# coyote hunting with hounds?



## white74horse (Feb 16, 2008)

Is it legal in Ga?


----------



## bubbabuckslayer (Feb 16, 2008)

sounds like fun


----------



## 12gamag (Feb 17, 2008)

yes-if youve got enough land to chase yotes!! they'll run forever!!

Georgia Law considers coyotes as a non-game species and you can kill'em however you see fit...

Most of the time people that run coyotes use coursing hounds.....such as grey hounds, Irish wolf hounds...the guys that are really into it hunt out west..coursing hounds find their game by sight-not scent....then they runém down...

Grew up around fox hounds-had some that would run a yote(unfortunatly)---picked up dogs over 6 miles away after they hit a hot track....never cought the coyote


----------



## ejs1980 (Feb 17, 2008)

there was a guy in west ga who was giving away some walkers that ran coyote and fox.
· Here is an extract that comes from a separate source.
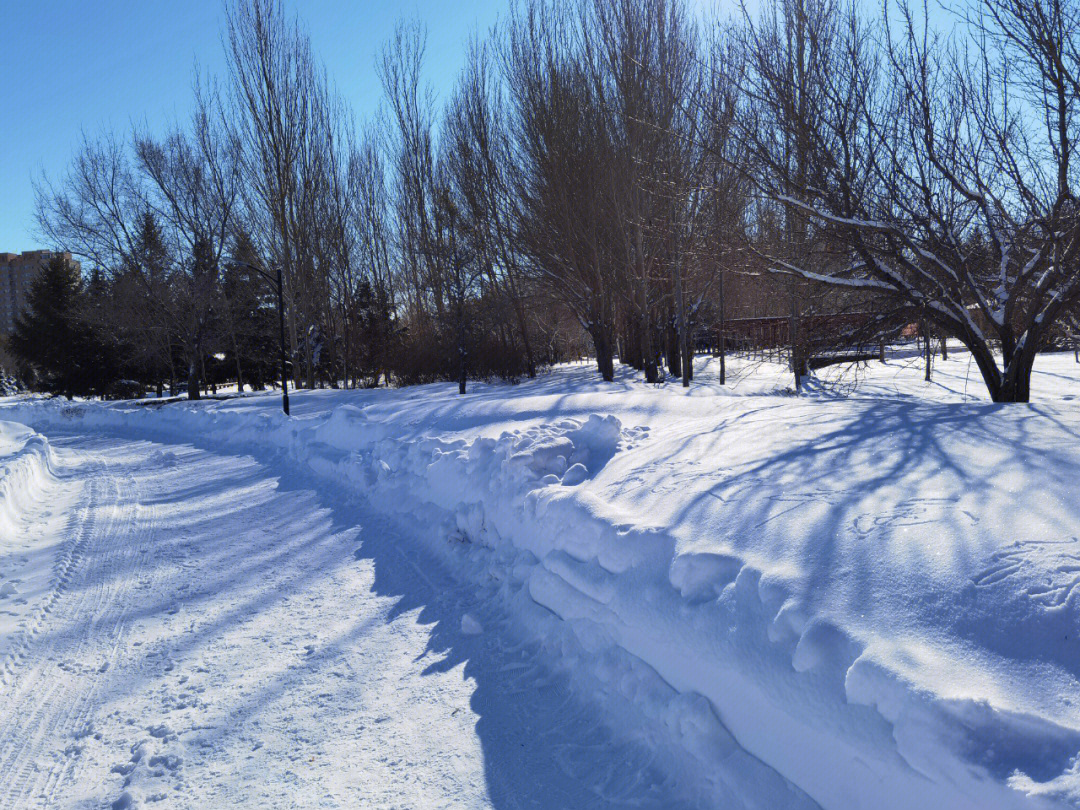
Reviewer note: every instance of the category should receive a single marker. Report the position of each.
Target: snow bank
(26, 468)
(906, 642)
I think hounds on yotes would mainly be in fox pens as said above most yotes will out run hounds and keep running until it feels safe.


----------



## notnksnemor (Feb 17, 2008)

They use greyhounds in the midwest.

http://www.gobacktothebasics.com/old_time_stories_and_facts_of_the_coyote.htm


----------



## Buck Trax (Feb 17, 2008)

Yeah, I've heard that out west, they do it in wide open areas where they can follow in vehicles and that some folks even have a spotter plane to help out the guys on the ground. Those 'yotes can run a ways.


----------



## WalkerRunner (Feb 17, 2008)

Yep Ive seen them run with Greyhounds and Pits to finish the job.  Always in daytime and with vehicle to follow.  Yotes RUN.


----------



## carabrook (Feb 17, 2008)

*Coyote dogs*

Where I used to live we ran coyotes every weekend we could and always during the Xmas holidays. You are correct they cover a lot of land, generally in a circle but it might be five miles in one direction. I ran English Foxhounds that are pictured below, and yes they did show and hunt. Many other guys ran them with american foxhounds, B&T's, walkers, blueticks, just about every one of the larger hound breeds and usually two to four dogs at a time and some days on real hard runs we would grab dogs at a sideroad and switch off to other dogs on the hot track. I still own two of them but just not enough real estate to run them here without going to a pen. And to me that just isnt the same.


----------



## redneckcamo (Feb 17, 2008)

anyone wanna try we got 5 square miles of land if ya thank its enuff if not then o well its the best i can do ..........


----------



## woody10 (Feb 17, 2008)

a good buddy of mine has a deer dog that is a running walker he will run  yote every time he crosses one abd has caught several by himself


----------



## woody10 (Feb 20, 2008)

we aslo run bobcats with hounds down here


----------



## K9TRAPPER (Feb 21, 2008)

white74horse said:


> Is it legal in Ga?




WE DONT NEED NO STINK'IN HOUNDS!


----------